Since his last feature, 2018’s underrated “Bodied” (still his best), Joseph Kahn has directed music videos for Taylor Swift, Maroon 5, Nicki Minaj, Mariah Carey, Lenny Kravitz, and more. The “Torque” director has always had a confident vision that works extremely well in 4-to-5-minute bursts. Even in his films, he loves to edit to the rhythms of the music happening behind the action. It can be very visually engaging, but his latest sinks under the incongruent desires to pay homage to horror films of the past and the bygone relative naivete of the 2000s, while also making dozens of statements about “How We Got Here.” The COVID allegory at the foundation of “Ick” is obvious, but Kahn’s most interesting themes reflect how often we ignore the problems at our doorstep until it’s too late. The problem is that the sociopolitical underpinnings of “Ick” feel relatively shallow and borderline sadistic, leaving viewers with a hollow “Blob” riff with too little to hold onto regarding character, setting, or even horror.

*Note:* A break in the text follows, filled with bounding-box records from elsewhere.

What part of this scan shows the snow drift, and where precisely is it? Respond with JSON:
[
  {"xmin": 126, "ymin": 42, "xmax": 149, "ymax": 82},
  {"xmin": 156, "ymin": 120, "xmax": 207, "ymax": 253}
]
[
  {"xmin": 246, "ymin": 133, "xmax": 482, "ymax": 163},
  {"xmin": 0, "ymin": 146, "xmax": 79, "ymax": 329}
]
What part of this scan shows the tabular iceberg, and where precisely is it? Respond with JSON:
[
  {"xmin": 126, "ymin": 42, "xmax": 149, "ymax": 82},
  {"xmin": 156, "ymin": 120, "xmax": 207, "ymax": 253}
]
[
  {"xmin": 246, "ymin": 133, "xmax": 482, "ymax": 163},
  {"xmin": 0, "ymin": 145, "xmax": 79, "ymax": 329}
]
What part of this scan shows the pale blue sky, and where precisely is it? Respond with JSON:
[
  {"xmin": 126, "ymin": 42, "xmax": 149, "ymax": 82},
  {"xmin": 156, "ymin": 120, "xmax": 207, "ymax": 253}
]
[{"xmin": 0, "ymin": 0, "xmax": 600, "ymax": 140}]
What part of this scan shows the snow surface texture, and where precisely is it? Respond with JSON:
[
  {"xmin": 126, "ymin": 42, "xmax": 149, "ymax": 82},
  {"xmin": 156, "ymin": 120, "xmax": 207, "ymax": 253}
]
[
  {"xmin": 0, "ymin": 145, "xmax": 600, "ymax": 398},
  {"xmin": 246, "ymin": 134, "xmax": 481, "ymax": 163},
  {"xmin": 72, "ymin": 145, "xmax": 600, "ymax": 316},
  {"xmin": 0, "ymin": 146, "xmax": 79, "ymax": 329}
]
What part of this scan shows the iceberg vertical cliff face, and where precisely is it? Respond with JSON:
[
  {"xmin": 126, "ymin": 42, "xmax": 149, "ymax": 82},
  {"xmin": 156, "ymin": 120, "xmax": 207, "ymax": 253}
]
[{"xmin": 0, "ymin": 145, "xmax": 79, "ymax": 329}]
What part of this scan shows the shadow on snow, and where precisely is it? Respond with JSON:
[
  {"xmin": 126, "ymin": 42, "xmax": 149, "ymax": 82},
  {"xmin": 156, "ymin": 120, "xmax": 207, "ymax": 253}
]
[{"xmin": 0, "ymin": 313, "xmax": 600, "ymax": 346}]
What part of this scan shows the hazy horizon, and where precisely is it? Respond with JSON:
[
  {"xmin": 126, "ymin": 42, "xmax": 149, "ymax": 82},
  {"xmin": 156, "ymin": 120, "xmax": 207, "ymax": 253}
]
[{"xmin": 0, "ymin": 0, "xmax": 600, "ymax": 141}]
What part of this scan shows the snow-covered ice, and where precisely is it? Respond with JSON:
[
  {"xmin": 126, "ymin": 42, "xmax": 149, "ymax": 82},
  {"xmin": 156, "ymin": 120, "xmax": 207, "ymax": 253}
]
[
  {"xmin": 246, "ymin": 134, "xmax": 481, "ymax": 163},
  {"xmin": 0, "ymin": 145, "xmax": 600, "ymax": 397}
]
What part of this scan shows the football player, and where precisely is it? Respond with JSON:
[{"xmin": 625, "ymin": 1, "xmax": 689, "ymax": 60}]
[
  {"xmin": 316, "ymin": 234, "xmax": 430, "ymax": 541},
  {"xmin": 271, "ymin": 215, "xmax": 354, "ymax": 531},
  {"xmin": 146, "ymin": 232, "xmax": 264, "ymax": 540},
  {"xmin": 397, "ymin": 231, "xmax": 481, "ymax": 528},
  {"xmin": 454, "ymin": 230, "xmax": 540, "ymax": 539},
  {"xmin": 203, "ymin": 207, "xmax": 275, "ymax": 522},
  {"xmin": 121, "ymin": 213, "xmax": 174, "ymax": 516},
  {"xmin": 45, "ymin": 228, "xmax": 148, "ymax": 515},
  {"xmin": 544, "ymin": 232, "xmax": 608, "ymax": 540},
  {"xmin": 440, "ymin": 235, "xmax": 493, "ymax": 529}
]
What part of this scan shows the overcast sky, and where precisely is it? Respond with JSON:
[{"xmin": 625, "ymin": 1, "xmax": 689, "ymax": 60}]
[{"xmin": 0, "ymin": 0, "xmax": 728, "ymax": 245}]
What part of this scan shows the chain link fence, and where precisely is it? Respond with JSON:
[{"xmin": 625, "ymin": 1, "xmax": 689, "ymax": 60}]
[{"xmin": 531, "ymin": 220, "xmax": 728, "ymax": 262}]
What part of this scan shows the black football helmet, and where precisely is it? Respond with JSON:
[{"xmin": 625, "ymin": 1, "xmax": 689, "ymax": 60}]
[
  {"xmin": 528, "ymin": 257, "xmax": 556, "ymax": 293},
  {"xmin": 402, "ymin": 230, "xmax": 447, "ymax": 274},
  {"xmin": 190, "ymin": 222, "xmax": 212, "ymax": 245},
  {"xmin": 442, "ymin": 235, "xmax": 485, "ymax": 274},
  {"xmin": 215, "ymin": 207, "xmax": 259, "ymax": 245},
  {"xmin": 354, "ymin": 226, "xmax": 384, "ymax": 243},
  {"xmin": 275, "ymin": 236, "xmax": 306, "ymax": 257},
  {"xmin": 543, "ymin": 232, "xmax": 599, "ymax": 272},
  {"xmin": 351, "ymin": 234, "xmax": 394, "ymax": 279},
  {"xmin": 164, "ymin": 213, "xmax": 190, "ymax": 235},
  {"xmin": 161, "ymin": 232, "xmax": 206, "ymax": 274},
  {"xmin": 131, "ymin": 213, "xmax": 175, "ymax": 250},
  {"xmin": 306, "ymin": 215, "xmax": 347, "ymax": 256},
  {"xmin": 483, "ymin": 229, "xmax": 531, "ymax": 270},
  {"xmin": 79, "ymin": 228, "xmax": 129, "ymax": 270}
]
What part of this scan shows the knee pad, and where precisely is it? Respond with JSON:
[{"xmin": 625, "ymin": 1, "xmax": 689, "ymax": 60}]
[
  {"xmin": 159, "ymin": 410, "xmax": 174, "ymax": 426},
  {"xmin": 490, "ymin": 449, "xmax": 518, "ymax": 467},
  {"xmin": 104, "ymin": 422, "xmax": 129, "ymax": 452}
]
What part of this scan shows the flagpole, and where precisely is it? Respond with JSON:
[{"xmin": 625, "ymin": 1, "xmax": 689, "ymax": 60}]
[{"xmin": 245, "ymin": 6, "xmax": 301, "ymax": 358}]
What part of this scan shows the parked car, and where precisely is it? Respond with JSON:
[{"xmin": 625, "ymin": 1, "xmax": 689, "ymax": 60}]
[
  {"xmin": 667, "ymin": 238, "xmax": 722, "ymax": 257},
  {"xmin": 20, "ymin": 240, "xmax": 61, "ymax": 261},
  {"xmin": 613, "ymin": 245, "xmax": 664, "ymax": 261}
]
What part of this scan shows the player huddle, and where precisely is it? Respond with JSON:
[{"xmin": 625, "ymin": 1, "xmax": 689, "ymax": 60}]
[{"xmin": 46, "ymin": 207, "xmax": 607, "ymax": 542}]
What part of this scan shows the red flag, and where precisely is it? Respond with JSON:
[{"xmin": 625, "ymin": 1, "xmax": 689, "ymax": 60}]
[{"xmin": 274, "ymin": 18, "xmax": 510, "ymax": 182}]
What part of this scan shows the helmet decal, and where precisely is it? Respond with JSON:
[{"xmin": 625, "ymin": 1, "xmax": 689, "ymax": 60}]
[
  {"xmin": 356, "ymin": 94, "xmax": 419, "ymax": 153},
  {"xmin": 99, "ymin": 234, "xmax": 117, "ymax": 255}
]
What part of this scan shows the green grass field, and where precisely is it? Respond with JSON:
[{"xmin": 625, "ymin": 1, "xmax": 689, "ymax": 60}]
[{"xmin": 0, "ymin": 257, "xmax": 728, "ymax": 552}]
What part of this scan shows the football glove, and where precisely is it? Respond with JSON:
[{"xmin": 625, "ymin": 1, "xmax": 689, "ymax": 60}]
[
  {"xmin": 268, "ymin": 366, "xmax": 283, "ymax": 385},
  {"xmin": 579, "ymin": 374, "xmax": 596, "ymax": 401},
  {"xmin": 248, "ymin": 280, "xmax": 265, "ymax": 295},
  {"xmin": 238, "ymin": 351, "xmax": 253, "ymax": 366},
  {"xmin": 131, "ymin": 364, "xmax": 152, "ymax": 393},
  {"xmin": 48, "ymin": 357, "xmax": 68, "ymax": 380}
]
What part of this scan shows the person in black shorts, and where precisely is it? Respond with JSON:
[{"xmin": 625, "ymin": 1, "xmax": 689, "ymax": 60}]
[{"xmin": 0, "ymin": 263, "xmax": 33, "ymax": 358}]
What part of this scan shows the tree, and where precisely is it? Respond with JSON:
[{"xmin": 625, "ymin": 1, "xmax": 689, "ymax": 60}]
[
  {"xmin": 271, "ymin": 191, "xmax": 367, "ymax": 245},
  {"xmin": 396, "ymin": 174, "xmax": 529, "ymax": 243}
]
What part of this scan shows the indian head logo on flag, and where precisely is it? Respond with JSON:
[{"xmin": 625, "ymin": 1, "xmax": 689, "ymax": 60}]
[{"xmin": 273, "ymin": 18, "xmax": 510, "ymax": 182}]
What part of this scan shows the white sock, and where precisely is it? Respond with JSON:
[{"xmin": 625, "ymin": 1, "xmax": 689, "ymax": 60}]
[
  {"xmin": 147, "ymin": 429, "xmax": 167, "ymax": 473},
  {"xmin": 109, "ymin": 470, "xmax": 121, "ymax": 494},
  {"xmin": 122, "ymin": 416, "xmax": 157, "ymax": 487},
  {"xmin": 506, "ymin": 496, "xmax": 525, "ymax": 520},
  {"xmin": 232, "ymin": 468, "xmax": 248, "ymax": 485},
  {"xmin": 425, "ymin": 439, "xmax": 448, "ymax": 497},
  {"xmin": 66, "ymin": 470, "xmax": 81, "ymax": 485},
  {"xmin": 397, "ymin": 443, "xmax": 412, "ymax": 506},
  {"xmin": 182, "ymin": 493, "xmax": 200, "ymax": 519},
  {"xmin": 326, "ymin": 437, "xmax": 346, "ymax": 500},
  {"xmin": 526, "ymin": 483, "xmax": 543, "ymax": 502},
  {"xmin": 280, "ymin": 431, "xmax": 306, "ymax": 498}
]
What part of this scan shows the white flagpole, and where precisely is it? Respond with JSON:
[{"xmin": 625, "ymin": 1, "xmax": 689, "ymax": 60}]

It’s impossible to get your fingers on it.
The opening montage plays like a music video Kahn might have directed for a band like All-American Rejects as we meet high school superstar Hank (Brandon Routh) in the prime of his life. He is King of his smalltown high school, the handsome young man who not only gets the touchdown but dates the most popular girl in town in Staci (Mena Suvari, doing a de-aged “Teenage Dirtbag” riff), who you just know has that name so Kahn can get more satisfaction out of using a certain Fountains of Wayne song. When an injury derails his career, Hank loses Staci and his social clout, ending up teaching at the high school he once ruled many years later. Staci has a daughter with another man, and that daughter lands in Hank’s science class in the form of Grace (a solid Malina Weissman), a teenager who knows she’s gotta get out of this weird town but she’s at least going to enjoy her youth while she can.
Which is not long! Even back in Hank’s QB days, there was an underground presence in town known as “Ick,” a sort of tree-like growth that goes from looking like harmless roots to looking like harmful alien tendrils just in time to rip apart a kegger that Grace happens to be attending with her friends. The centerpiece of “Ick,” the party sequence, is a fun chance for Kahn to let his freaky side out as kids get possessed, destroyed, or both by the Ick. Only Hank seems to know what’s going on—science teacher and all—and he’s determined to find a way to destroy the Ick before it turns the entire town into zombies.
Kahn’s most complicated ideas come from the repeated suggestions that no one but Hank is taking the Ick seriously. The idea that something was always there, bubbling under the surface of the population, before it took hold and changed everything feels like a reach for commentary on the divisions of the 2010s and 2020s but it’s a bit underbaked. It’s essentially about people ignoring the rot at the heart of something, even annoyed in the first act that this alien presence isn’t acting out. “Is the Ick gonna DO anything?” Famous last words. Even after the Ick becomes a killing force, people argue over its value and place in society, and how to handle it. The allegories become a bit aggressive.
With echoes of COVID and MAGA discourse, it’s not hard to draw a few parallels but Kahn isn’t exactly an overtly political filmmaker, more interested in rhythms of editing than sociopolitical musings. He seems way more amped about using five cuts to get a teenager from standing to sitting than anything “Ick” might have to say, and that music video sensibility gives his film a shallow cynicism, like a Creed song that thinks it has something deep in its lyrics but is really only interested in the hook.
The biggest problem is that Kahn runs out of ideas before he runs out of lineless locals to decimate. So he starts repeating them to new 2000s tracks. Before it ends, “Ick” starts to feel cruel. Look at these idiots say dumb shit about the Ick and then get torn apart by that which they underestimated. We get it. Let’s just bring on the Ick and end all this division. But with that kind of nihilism, “Ick” the movie has to land somewhere enlightening, and this one can’t quite find a satisfying final note. Just watch “The Faculty” instead.